Hi i have a dataframe looks like this
df1 = DataFrame()
df1.id = sort!(repeat(1:3,5))
df1.a = [1,missing,2,3,missing,missing,2,3,4,5, 1,2,3,missing,5]
i want to fill the missing values in column a with the previous value of same id
i want a dataframe like this
df2 = DataFrame()
df2.id = sort!(repeat(1:3,5))
df2.a = [1,1,2,3,3,missing,2,3,4,5, 1,2,3,3,5]
can somebody help me to do this
Here is a quite verbose way of doing it.
for gdf in groupby(df1,:id)
for row_idx in 2:nrow(gdf)
if ismissing(gdf.a[row_idx])
gdf.a[row_idx] = gdf.a[row_idx-1]
end
end
end
1 Like
what kind of midification should i do , to fill the value with next value of same id
is this fine
for gdf in groupby(df1,:id)
for row_idx in 1:nrow(gdf)-1
if ismissing(gdf.a[row_idx])
gdf.a[row_idx] = gdf.a[row_idx + 1]
end
end
end
Thanks, is there any other way of doing it ?

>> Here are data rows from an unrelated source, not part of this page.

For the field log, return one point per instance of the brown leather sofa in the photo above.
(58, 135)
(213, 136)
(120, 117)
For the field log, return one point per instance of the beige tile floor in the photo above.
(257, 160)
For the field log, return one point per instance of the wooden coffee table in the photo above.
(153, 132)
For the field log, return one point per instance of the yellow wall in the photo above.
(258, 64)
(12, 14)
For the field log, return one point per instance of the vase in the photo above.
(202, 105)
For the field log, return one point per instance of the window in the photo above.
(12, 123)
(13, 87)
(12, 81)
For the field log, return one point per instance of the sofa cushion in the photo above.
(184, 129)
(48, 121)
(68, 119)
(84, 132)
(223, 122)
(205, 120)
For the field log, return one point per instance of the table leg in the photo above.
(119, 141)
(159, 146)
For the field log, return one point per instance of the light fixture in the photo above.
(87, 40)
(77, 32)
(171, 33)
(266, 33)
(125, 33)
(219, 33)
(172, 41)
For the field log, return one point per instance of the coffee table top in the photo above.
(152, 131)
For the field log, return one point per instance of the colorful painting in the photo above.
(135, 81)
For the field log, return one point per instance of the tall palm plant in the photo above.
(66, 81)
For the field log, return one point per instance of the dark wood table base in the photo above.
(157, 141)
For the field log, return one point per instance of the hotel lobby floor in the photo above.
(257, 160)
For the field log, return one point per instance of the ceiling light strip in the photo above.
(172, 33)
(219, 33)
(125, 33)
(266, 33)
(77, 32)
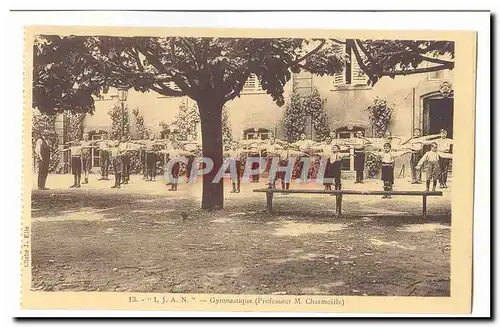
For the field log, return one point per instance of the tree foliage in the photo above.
(380, 114)
(120, 122)
(294, 119)
(297, 109)
(313, 105)
(185, 124)
(140, 127)
(75, 129)
(70, 71)
(45, 125)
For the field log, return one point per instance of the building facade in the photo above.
(422, 101)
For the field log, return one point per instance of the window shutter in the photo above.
(339, 78)
(358, 76)
(252, 83)
(173, 86)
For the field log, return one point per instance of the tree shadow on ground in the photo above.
(141, 242)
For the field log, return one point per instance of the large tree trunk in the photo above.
(211, 131)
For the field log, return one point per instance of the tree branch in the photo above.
(416, 71)
(135, 53)
(307, 55)
(191, 51)
(238, 88)
(165, 90)
(360, 61)
(437, 61)
(337, 41)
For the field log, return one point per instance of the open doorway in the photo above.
(438, 114)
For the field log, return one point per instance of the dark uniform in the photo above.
(43, 162)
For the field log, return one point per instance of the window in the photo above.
(437, 75)
(303, 83)
(309, 128)
(95, 152)
(358, 76)
(60, 127)
(264, 133)
(173, 86)
(252, 84)
(348, 132)
(352, 74)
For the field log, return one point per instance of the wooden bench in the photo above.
(338, 196)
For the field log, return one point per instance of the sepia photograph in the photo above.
(248, 169)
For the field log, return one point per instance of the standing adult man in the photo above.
(415, 144)
(42, 152)
(444, 145)
(104, 154)
(124, 149)
(86, 152)
(191, 148)
(255, 152)
(359, 142)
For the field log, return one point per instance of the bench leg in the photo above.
(338, 204)
(269, 198)
(424, 206)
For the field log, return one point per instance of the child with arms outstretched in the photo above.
(431, 159)
(388, 157)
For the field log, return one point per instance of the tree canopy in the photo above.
(70, 71)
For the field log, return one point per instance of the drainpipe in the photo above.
(413, 111)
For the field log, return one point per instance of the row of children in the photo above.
(335, 149)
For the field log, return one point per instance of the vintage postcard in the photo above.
(248, 170)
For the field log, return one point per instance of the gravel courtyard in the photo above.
(142, 238)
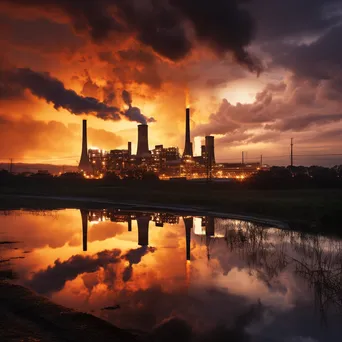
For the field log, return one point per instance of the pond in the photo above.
(138, 269)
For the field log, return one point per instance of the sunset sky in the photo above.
(257, 72)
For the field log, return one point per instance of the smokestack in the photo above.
(210, 149)
(188, 222)
(143, 223)
(129, 148)
(129, 224)
(210, 226)
(143, 150)
(84, 164)
(188, 145)
(84, 215)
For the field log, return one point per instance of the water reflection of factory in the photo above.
(207, 227)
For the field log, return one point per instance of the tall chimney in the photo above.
(129, 148)
(84, 164)
(210, 149)
(188, 145)
(143, 223)
(143, 150)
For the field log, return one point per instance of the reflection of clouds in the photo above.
(53, 229)
(54, 277)
(105, 230)
(248, 264)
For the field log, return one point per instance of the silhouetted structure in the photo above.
(188, 144)
(188, 223)
(84, 164)
(84, 215)
(143, 150)
(129, 224)
(129, 149)
(143, 223)
(210, 226)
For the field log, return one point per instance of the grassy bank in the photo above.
(309, 209)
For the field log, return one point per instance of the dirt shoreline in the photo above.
(135, 206)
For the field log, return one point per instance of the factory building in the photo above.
(143, 151)
(166, 162)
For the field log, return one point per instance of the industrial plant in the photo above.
(165, 162)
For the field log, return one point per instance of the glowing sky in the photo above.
(62, 62)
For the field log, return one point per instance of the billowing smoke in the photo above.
(133, 113)
(52, 90)
(46, 87)
(223, 25)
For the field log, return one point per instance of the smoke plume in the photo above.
(52, 90)
(46, 87)
(134, 113)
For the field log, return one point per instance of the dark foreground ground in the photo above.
(25, 316)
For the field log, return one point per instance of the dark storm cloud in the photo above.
(221, 24)
(54, 277)
(44, 86)
(224, 25)
(47, 36)
(300, 123)
(319, 60)
(277, 19)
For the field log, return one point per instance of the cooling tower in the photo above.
(188, 144)
(84, 164)
(143, 150)
(143, 223)
(210, 150)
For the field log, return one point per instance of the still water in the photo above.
(265, 283)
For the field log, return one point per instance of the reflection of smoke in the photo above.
(134, 256)
(134, 113)
(54, 277)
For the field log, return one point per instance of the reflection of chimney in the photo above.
(84, 164)
(143, 223)
(188, 222)
(188, 145)
(143, 141)
(84, 214)
(210, 226)
(129, 148)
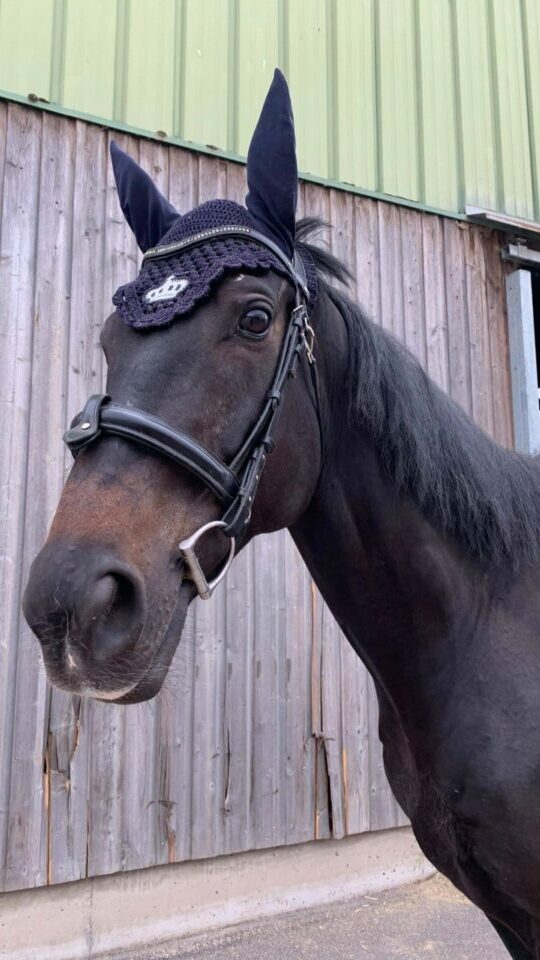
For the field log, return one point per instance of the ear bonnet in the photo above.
(171, 283)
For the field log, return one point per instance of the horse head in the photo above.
(185, 458)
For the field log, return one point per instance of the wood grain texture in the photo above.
(265, 732)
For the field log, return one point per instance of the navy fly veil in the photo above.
(170, 286)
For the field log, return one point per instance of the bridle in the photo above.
(234, 484)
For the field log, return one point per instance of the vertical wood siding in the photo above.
(266, 730)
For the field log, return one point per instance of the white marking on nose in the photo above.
(109, 695)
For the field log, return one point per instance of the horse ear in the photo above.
(272, 173)
(146, 210)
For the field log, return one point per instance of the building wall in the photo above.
(266, 731)
(436, 102)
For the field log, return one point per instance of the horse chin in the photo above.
(150, 684)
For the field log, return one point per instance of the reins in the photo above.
(234, 484)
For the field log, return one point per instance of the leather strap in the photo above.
(101, 416)
(236, 484)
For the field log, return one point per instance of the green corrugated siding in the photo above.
(434, 101)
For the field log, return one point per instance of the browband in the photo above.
(294, 267)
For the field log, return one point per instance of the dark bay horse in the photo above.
(422, 535)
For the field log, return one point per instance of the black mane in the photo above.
(485, 496)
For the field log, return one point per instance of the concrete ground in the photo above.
(429, 919)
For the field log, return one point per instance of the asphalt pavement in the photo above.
(424, 920)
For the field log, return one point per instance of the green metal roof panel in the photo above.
(434, 101)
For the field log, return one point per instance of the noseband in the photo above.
(234, 484)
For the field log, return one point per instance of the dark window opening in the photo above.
(535, 281)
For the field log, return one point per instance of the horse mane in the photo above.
(485, 496)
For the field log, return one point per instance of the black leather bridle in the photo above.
(234, 484)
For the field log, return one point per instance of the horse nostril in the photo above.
(114, 615)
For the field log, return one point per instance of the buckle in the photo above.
(205, 588)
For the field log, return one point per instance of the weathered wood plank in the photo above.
(23, 838)
(412, 259)
(435, 312)
(459, 384)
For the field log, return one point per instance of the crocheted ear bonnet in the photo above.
(171, 286)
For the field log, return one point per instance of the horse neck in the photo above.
(395, 583)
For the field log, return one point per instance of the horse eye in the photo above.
(255, 323)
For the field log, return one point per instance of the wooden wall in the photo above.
(266, 731)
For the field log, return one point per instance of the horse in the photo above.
(246, 393)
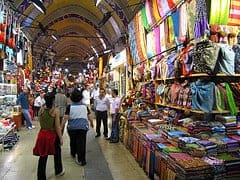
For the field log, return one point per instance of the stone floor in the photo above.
(105, 161)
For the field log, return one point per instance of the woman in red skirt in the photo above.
(49, 138)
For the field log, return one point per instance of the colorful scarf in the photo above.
(234, 14)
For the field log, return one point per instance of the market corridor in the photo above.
(105, 161)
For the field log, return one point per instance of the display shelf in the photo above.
(192, 110)
(198, 75)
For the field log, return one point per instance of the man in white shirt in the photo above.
(114, 138)
(38, 103)
(86, 96)
(101, 105)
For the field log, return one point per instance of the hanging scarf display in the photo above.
(183, 20)
(191, 16)
(141, 38)
(150, 44)
(201, 23)
(144, 18)
(219, 12)
(162, 36)
(149, 10)
(155, 11)
(234, 14)
(132, 43)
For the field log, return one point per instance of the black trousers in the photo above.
(102, 115)
(78, 139)
(42, 162)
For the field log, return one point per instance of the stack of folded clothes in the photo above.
(230, 123)
(232, 164)
(219, 169)
(232, 144)
(189, 167)
(209, 146)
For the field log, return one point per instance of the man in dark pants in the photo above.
(101, 105)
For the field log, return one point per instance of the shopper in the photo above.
(101, 105)
(86, 95)
(22, 100)
(77, 114)
(38, 103)
(49, 138)
(61, 102)
(114, 138)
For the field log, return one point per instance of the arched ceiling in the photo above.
(74, 23)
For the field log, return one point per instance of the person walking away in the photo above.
(86, 96)
(22, 100)
(114, 138)
(38, 103)
(49, 138)
(77, 114)
(101, 105)
(61, 102)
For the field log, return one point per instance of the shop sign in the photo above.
(119, 59)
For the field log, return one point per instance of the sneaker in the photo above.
(79, 163)
(61, 173)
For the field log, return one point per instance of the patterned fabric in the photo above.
(234, 14)
(191, 16)
(132, 43)
(155, 11)
(201, 24)
(219, 12)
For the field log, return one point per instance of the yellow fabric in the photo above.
(155, 11)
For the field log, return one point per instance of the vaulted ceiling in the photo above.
(75, 26)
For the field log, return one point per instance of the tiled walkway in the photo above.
(105, 161)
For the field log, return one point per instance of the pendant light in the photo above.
(39, 5)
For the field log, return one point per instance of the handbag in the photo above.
(205, 56)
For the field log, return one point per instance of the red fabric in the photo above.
(45, 144)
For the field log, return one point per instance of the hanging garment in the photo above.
(191, 16)
(219, 12)
(225, 62)
(183, 20)
(155, 11)
(132, 43)
(144, 18)
(149, 13)
(201, 22)
(203, 96)
(234, 14)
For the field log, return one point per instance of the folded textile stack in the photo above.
(219, 168)
(232, 164)
(209, 146)
(192, 168)
(232, 144)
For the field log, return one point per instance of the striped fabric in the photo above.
(234, 14)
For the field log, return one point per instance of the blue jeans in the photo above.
(27, 116)
(115, 128)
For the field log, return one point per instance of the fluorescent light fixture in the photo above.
(107, 51)
(98, 2)
(54, 37)
(39, 5)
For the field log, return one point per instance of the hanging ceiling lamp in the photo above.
(39, 5)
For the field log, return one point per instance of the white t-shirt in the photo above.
(38, 102)
(86, 97)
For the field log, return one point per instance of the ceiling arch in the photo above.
(75, 24)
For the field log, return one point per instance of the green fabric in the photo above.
(144, 18)
(47, 122)
(231, 101)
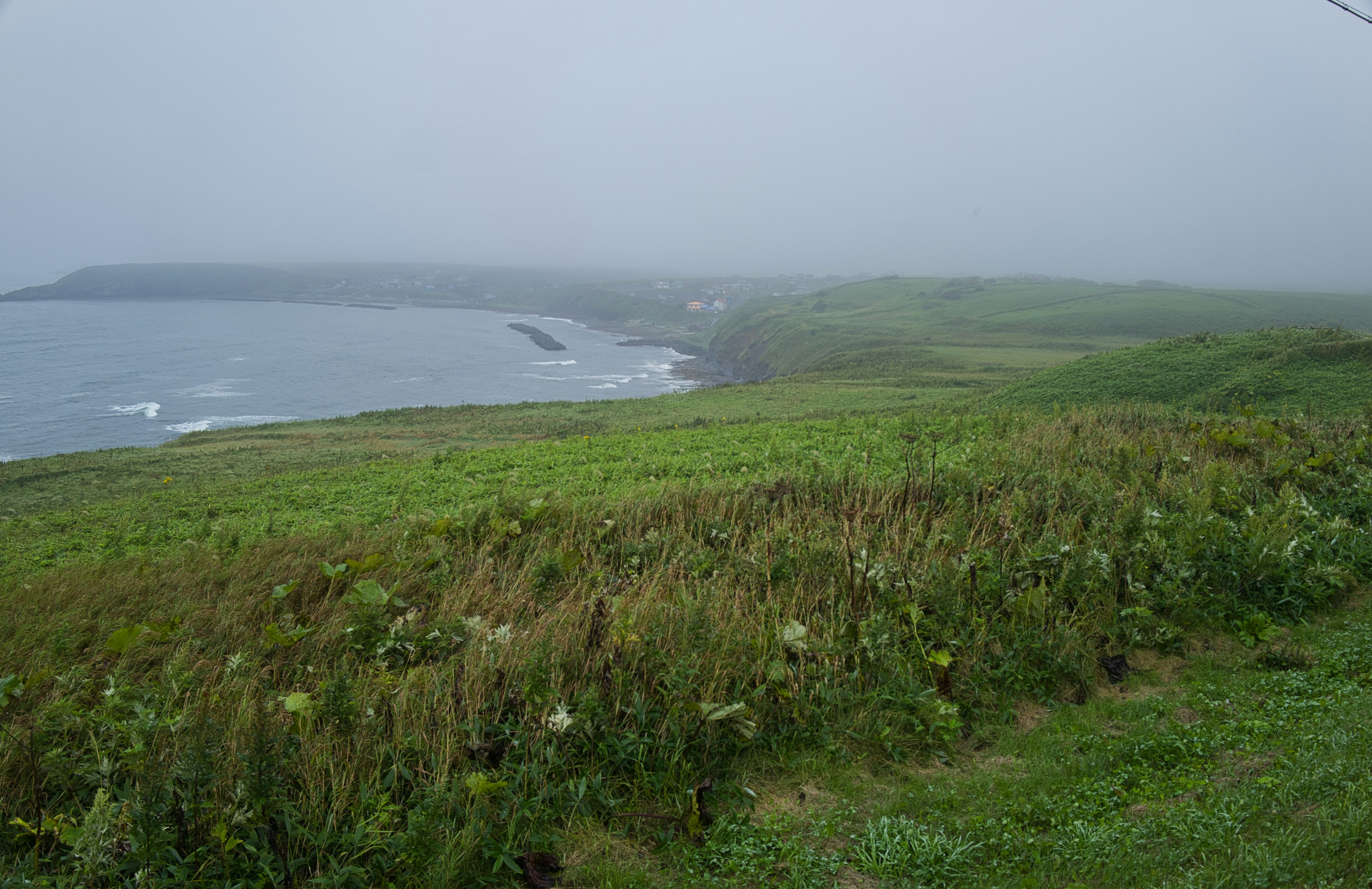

Here is a one-liner, but I find it hard to comprehend.
combine(groupby(df1,:id),:a=>(x->[x[1],coalesce.(x[2:end],x[1:end-1])...])=>:a)
1 Like
If you want to update df1
in-place do:
using Impute
for sdf in groupby(df1,:id)
sdf.a .= Impute.locf(sdf.a)
end
or
transform!(groupby(df1, :id), :a => Impute.locf => :a)
if you want a new data frame:
transform(groupby(df1, :id), :a => Impute.locf => :a)
6 Likes
InMemoryDatasets
package has ffill
and bfill
similar to pandas
functions.
using InMemoryDatasets
ds=Dataset(df1)
modify(IMD.groupby(ds,:id),:a=>ffill!)
2 Likes
an idea taken from an old post of mine
df = DataFrame(dt1=[missing, 0.2, missing, missing, 1, missing, 5, 6],
dt2=[9, 0.3, missing, missing, 3, missing, 5, 6])
filldown(v)=accumulate((x,y)->coalesce(y,x), v,init=v[1])
transform(df,[:dt1,:dt2].=>filldown,renamecols=false)
fillup(v)=reverse(filldown(reverse(v)))
transform(df,[:dt2,:dt1].=>[filldown,fillup],renamecols=false)
lrnv
13
If I may profit from this discussion to ask: is there any performance reasons not to use the “verbose” loopy version ?
I know that loops are usually easier on the compiler, but is this reasoning still true for DataFrames ?